I beat him and Asher to lunch again, and this time I walked up to the table where the movie girl was sitting alone. I’d been thinking about this all morning. This was how I was going to change things.
“Mind if I sit?” I asked when she looked up from her book. I was new Danny. Cool, collected, above it.
“Oh sure, if you can find some space,” she said, gesturing to the empty table. “I’m Ren.”
“Danny.”
“Yeah,” she said with a half smile. “I’d picked up on that.”
“Right.”
We were silent for a long time. Maybe this was a terrible mistake.
“So, if you don’t mind my asking,” she finally said, “why are you sitting with me?”
It was a good question. This was how I was going to change things, but why had I picked her? She always sat alone, which made her a low risk target, and I’d talked to her once before, but it was more than that. Most people I could figure out with one look, but she was hard to read. She was either an actor like me, or she was something else entirely that I didn’t understand. She was interesting to me.
I lifted one shoulder in a weak shrug. “My brother’s not here yet.

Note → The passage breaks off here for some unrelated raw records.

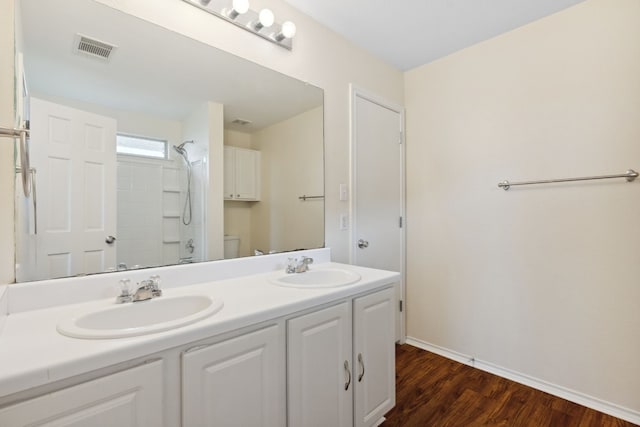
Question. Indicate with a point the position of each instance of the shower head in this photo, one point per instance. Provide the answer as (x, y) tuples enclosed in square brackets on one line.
[(180, 148)]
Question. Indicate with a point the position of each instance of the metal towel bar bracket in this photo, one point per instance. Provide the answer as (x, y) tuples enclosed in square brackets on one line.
[(25, 165), (629, 175)]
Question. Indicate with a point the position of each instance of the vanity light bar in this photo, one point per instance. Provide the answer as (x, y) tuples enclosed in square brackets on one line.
[(261, 23)]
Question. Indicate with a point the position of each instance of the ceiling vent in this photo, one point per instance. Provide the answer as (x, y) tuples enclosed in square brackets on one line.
[(241, 122), (94, 48)]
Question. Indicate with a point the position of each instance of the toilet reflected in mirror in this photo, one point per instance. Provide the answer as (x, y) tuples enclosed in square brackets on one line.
[(231, 247)]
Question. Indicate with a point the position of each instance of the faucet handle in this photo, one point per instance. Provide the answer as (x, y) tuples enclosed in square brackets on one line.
[(292, 264), (155, 285), (125, 292)]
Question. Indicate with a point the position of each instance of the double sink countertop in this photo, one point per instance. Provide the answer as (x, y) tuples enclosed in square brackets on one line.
[(34, 353)]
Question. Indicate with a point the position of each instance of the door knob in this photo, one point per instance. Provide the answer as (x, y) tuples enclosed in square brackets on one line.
[(363, 244)]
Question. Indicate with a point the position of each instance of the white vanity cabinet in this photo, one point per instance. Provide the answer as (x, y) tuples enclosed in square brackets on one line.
[(241, 174), (133, 397), (341, 363), (319, 368), (236, 382)]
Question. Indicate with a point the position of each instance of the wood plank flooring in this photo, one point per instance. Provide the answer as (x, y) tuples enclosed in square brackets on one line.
[(433, 391)]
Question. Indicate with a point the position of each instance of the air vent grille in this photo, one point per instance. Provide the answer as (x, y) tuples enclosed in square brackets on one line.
[(93, 47), (241, 122)]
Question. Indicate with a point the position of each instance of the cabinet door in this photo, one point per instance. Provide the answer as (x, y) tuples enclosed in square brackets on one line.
[(229, 173), (247, 174), (320, 375), (128, 398), (237, 382), (374, 356)]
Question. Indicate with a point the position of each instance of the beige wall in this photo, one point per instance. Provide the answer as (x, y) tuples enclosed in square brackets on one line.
[(542, 281), (7, 252), (281, 221)]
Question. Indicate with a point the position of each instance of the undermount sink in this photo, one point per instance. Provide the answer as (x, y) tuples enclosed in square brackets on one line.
[(140, 318), (320, 278)]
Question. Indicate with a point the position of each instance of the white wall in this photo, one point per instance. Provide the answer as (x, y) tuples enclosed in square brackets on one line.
[(316, 51), (7, 166), (543, 281)]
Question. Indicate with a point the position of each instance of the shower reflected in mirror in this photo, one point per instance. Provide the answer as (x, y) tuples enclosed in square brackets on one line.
[(187, 210)]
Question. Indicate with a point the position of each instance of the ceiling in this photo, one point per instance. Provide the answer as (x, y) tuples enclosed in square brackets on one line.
[(410, 33)]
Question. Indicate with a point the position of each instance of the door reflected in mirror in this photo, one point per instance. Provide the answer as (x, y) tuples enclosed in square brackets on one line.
[(129, 149)]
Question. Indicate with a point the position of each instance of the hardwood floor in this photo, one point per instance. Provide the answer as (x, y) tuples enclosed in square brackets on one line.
[(433, 391)]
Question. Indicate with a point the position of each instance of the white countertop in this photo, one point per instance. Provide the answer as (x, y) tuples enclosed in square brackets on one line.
[(33, 353)]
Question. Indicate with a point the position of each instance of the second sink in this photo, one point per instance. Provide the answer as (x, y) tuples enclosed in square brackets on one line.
[(140, 318), (317, 278)]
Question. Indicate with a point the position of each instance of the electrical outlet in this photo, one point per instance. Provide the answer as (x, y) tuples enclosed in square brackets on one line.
[(344, 222), (344, 192)]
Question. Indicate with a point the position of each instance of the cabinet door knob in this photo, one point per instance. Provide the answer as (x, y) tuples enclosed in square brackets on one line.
[(348, 372)]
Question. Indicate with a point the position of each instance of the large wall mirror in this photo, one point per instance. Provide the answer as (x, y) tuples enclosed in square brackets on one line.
[(130, 124)]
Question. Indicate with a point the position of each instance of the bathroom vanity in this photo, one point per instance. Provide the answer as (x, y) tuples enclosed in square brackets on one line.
[(272, 355)]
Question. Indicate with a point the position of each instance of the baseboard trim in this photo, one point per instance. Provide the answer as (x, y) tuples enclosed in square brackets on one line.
[(556, 390)]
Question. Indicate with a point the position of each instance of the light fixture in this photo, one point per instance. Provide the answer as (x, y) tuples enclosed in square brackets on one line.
[(287, 31), (238, 7), (240, 14), (265, 20)]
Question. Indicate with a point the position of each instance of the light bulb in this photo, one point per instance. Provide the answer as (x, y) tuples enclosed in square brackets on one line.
[(266, 18), (241, 6), (288, 29), (238, 8)]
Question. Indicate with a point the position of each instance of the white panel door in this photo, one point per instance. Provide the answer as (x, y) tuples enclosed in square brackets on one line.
[(378, 188), (319, 370), (74, 154), (236, 383), (374, 356), (127, 399)]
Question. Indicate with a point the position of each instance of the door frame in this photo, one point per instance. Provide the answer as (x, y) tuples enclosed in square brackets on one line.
[(356, 92)]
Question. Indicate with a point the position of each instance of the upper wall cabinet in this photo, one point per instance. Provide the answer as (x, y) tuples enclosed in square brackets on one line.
[(241, 174)]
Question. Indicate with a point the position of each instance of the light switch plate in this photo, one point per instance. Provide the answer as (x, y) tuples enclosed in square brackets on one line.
[(344, 221), (344, 192)]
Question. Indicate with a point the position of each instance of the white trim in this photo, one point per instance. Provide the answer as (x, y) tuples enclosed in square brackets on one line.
[(565, 393), (354, 93)]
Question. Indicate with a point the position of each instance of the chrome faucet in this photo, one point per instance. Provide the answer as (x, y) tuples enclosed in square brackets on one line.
[(146, 290), (293, 266)]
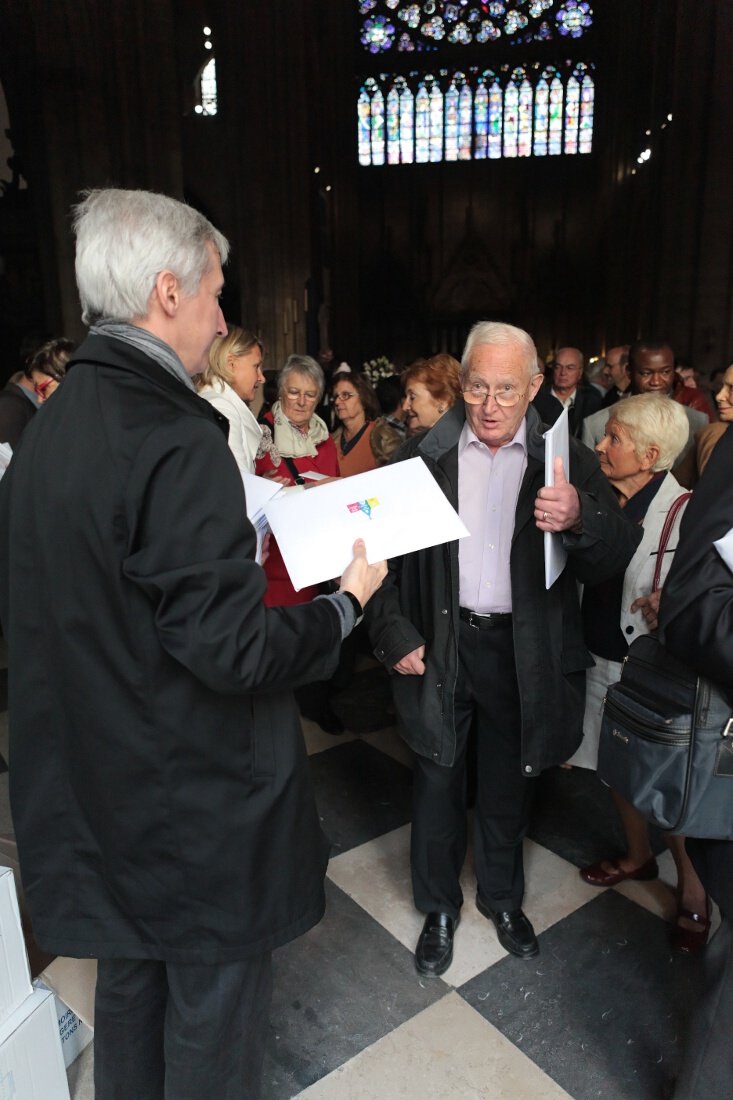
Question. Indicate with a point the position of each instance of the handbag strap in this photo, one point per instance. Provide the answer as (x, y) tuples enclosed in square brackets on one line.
[(664, 538)]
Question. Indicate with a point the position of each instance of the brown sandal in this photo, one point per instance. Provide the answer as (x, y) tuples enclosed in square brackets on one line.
[(690, 941)]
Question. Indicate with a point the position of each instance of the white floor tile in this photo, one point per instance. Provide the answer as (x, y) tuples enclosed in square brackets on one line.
[(448, 1052), (376, 876)]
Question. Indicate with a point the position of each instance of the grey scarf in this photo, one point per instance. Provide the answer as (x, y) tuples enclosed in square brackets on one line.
[(145, 342)]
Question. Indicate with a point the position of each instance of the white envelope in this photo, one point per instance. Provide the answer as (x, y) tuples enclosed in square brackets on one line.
[(724, 548), (396, 509), (557, 444)]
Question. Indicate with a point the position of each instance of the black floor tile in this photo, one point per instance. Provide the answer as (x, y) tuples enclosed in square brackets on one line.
[(338, 989), (575, 817), (603, 1009), (361, 793)]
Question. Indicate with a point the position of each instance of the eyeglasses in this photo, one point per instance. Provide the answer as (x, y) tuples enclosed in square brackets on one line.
[(506, 396), (294, 394)]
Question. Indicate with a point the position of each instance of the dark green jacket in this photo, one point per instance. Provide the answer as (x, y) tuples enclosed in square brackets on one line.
[(418, 604)]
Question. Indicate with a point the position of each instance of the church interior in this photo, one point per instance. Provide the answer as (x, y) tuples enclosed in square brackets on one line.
[(353, 229)]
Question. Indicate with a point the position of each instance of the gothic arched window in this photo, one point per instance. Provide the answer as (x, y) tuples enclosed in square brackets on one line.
[(476, 114), (449, 113)]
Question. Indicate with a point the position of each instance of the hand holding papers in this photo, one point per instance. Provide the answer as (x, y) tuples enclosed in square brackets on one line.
[(557, 444), (396, 509)]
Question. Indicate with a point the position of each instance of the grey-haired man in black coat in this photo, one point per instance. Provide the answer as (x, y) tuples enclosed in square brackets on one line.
[(159, 782)]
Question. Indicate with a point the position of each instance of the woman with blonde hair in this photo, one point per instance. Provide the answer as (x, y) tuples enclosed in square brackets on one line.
[(231, 380)]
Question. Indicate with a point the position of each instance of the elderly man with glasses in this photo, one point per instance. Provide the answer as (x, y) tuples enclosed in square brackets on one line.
[(479, 642)]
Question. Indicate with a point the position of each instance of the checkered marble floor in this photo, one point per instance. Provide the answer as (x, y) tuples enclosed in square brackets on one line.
[(601, 1012)]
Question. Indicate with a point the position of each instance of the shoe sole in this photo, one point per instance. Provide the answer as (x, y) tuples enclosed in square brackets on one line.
[(529, 954), (436, 971)]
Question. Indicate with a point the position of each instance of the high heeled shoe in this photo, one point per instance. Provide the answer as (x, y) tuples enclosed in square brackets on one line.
[(690, 941)]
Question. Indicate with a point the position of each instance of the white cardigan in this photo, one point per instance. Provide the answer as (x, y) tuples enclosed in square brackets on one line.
[(244, 432), (639, 571), (637, 582)]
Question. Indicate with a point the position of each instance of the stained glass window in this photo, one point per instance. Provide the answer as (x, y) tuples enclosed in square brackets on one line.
[(476, 114), (511, 113), (524, 116), (555, 130), (495, 111), (587, 96), (481, 121), (407, 25), (542, 116), (207, 94), (465, 129)]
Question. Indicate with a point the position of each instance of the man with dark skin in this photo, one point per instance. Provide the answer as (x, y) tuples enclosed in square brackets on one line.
[(652, 370)]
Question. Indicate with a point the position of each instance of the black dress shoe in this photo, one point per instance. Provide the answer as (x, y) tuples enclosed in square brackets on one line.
[(513, 928), (435, 948)]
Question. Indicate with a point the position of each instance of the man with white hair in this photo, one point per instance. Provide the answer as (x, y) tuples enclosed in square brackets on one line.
[(477, 640), (160, 787), (570, 388)]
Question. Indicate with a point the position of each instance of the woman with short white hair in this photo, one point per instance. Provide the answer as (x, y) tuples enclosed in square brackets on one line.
[(644, 436), (303, 444)]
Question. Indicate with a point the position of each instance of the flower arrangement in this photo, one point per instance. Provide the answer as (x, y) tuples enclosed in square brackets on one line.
[(376, 369)]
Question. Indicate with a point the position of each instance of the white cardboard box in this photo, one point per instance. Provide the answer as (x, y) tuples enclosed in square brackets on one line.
[(31, 1062), (73, 981), (14, 974)]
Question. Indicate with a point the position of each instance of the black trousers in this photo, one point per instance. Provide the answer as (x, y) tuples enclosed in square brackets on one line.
[(488, 701), (170, 1031), (708, 1064)]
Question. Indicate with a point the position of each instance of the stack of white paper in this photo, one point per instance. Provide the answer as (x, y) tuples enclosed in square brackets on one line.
[(396, 509), (557, 444), (258, 491), (6, 455)]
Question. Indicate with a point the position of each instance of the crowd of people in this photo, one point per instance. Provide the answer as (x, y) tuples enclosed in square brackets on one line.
[(182, 756)]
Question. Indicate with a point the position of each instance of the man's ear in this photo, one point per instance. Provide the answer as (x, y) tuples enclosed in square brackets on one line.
[(535, 383), (167, 293)]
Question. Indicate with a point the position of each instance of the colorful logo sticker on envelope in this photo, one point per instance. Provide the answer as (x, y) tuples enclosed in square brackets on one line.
[(364, 506)]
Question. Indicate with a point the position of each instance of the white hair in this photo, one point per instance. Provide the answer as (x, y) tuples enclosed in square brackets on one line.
[(654, 420), (126, 239), (496, 333)]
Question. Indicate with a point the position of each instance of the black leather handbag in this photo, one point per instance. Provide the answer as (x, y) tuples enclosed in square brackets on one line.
[(667, 744)]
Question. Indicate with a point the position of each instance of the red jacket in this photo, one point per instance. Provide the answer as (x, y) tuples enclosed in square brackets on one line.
[(280, 591)]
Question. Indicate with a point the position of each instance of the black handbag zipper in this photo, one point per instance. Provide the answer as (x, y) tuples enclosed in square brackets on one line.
[(644, 729)]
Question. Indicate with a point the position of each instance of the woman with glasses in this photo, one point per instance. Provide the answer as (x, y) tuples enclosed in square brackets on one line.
[(357, 409), (431, 387), (303, 444)]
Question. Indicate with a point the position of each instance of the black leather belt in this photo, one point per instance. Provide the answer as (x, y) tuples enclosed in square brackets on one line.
[(484, 622)]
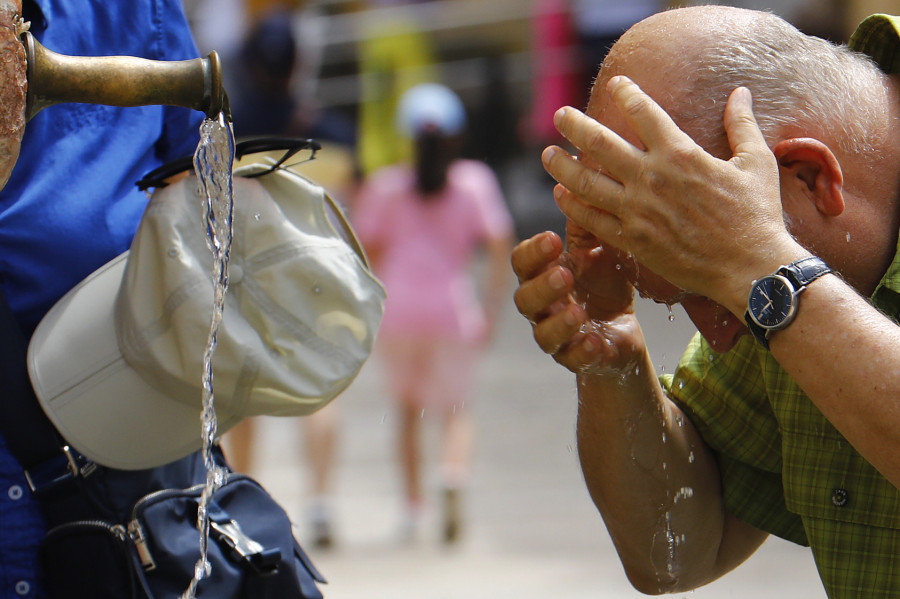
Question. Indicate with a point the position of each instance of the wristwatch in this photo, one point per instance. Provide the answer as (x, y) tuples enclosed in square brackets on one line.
[(773, 300)]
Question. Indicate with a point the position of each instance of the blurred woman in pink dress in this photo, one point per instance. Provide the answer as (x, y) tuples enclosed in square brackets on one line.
[(423, 225)]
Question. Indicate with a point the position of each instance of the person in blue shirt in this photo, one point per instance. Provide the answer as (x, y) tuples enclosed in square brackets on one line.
[(71, 203)]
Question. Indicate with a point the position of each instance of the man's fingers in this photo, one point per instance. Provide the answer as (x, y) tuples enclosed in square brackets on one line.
[(599, 145), (744, 136), (589, 183), (559, 330), (535, 254), (602, 224), (534, 297), (653, 126)]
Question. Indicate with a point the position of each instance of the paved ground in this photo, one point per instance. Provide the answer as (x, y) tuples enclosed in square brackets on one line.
[(531, 531)]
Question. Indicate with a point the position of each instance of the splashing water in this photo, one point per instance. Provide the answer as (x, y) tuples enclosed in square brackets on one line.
[(213, 162)]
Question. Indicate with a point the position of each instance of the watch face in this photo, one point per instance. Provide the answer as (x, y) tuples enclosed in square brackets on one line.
[(771, 303)]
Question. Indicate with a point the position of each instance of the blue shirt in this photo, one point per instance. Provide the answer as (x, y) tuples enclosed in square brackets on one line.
[(71, 203)]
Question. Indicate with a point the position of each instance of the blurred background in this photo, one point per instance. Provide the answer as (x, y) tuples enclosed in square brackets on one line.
[(334, 70)]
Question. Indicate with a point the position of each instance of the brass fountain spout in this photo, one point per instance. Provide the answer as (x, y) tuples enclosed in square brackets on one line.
[(121, 81)]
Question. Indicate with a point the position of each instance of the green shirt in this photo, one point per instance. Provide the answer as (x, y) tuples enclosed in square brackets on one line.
[(785, 469)]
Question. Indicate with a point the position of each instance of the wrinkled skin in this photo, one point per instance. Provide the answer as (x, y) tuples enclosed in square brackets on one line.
[(12, 86)]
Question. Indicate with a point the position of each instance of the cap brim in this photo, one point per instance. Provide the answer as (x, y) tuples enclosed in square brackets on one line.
[(99, 404)]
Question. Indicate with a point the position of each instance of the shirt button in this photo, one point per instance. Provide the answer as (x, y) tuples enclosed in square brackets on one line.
[(15, 492), (840, 497)]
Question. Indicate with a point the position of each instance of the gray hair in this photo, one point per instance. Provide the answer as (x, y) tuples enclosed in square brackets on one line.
[(796, 80)]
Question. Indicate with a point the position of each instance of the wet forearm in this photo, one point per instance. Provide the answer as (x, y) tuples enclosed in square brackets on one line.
[(653, 480)]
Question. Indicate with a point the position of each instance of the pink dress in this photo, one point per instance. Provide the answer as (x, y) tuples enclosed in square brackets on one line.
[(433, 317)]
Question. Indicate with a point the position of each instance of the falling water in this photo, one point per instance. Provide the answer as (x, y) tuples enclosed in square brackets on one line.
[(213, 162)]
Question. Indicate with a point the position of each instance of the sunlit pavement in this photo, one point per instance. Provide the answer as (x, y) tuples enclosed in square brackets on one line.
[(531, 530)]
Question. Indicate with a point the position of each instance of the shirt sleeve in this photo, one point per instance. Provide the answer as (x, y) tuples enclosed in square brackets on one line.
[(724, 396)]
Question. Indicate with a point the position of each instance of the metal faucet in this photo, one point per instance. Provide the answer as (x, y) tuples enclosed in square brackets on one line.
[(122, 81)]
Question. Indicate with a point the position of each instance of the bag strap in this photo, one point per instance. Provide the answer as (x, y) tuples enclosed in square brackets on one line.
[(48, 462)]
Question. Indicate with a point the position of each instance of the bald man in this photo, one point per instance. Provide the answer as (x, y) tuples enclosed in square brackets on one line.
[(773, 423)]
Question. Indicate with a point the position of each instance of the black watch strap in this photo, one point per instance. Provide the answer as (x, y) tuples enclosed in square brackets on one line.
[(800, 273), (803, 272)]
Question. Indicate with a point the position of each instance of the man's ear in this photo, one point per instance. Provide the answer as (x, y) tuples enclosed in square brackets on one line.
[(809, 166)]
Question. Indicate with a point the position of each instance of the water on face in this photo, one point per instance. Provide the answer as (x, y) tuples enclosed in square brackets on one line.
[(213, 162)]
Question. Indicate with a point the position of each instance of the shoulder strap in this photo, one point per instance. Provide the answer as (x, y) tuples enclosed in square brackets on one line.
[(49, 464), (29, 434)]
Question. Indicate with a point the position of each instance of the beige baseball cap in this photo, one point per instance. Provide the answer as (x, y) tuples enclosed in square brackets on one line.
[(117, 363)]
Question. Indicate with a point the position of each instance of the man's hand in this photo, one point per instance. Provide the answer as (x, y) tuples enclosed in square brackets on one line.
[(695, 220), (579, 302)]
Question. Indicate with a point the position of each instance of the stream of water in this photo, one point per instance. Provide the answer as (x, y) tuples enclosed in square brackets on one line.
[(213, 162)]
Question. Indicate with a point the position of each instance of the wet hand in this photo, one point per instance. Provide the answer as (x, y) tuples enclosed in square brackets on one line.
[(584, 320), (709, 226)]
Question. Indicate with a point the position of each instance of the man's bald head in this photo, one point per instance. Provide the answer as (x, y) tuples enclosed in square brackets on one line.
[(690, 59)]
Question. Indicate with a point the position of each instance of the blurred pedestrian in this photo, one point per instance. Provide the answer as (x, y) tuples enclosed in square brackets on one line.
[(421, 224), (394, 55)]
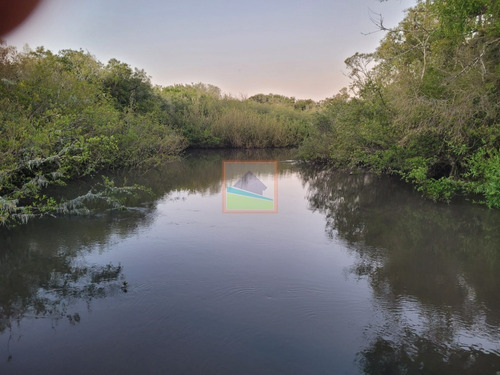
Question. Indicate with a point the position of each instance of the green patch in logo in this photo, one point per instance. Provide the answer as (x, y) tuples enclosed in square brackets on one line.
[(250, 187)]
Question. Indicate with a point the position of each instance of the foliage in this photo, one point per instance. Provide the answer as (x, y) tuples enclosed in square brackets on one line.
[(208, 119), (67, 115), (425, 105)]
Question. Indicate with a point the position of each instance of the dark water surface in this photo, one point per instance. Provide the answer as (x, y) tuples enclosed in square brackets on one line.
[(355, 274)]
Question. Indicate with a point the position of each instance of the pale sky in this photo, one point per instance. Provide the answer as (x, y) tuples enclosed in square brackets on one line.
[(288, 47)]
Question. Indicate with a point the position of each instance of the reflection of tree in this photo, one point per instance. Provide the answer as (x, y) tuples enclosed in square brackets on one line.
[(434, 270), (40, 275)]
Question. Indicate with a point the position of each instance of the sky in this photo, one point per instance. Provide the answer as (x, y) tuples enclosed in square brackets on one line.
[(288, 47)]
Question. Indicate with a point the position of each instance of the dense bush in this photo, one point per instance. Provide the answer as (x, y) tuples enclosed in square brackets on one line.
[(67, 115), (425, 105)]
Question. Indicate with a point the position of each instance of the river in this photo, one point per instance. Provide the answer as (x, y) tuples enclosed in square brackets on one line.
[(354, 274)]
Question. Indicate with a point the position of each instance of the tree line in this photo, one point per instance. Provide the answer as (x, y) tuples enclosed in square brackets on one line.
[(424, 106)]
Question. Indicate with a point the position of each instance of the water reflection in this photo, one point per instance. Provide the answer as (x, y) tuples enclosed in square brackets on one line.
[(434, 271), (43, 273)]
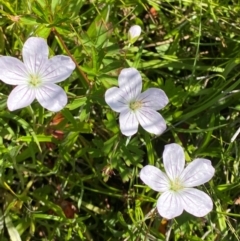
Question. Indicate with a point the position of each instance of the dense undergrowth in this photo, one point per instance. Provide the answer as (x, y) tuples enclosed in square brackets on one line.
[(70, 175)]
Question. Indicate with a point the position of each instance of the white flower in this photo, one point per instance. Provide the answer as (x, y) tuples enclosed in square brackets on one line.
[(177, 184), (36, 76), (136, 107), (134, 33)]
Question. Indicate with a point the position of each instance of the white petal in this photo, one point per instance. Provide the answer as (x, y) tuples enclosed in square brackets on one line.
[(12, 71), (130, 81), (197, 172), (128, 123), (196, 202), (151, 121), (153, 98), (35, 54), (20, 97), (174, 160), (57, 69), (169, 205), (52, 97), (154, 178), (116, 99)]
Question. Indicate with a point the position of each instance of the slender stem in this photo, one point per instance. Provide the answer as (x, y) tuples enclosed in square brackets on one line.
[(84, 77)]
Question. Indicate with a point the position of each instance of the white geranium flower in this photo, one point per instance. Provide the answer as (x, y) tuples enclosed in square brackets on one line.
[(134, 33), (136, 107), (177, 184), (36, 76)]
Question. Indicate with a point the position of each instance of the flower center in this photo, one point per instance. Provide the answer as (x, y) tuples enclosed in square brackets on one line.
[(176, 185), (34, 80), (135, 105)]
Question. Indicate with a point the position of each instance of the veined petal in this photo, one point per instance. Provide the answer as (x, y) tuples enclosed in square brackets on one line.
[(116, 99), (169, 205), (130, 81), (196, 202), (52, 97), (153, 98), (35, 54), (134, 33), (57, 69), (128, 123), (12, 71), (173, 160), (151, 120), (20, 97), (197, 172), (154, 178)]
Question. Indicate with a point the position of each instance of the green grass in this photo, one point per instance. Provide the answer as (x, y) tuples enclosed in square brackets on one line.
[(86, 186)]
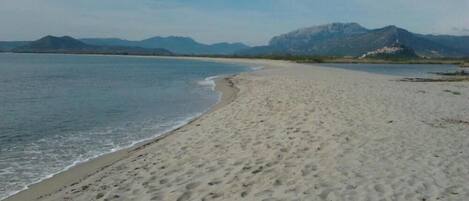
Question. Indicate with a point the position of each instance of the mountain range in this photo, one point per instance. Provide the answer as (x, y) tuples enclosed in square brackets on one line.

I thought we could keep each other company.”
She smiled, but I couldn’t tell if it was from gratitude or amusement or embarrassment.
“Okay,” she said, folding down the page in her book and setting it aside. “How do you like Scofield’s class?”
“It’s okay,” I said. “You?”
“I hate it. I’m hopeless at drawing,” she said. “I never would have signed up, but it was one of the only classes with any space left when I transferred.”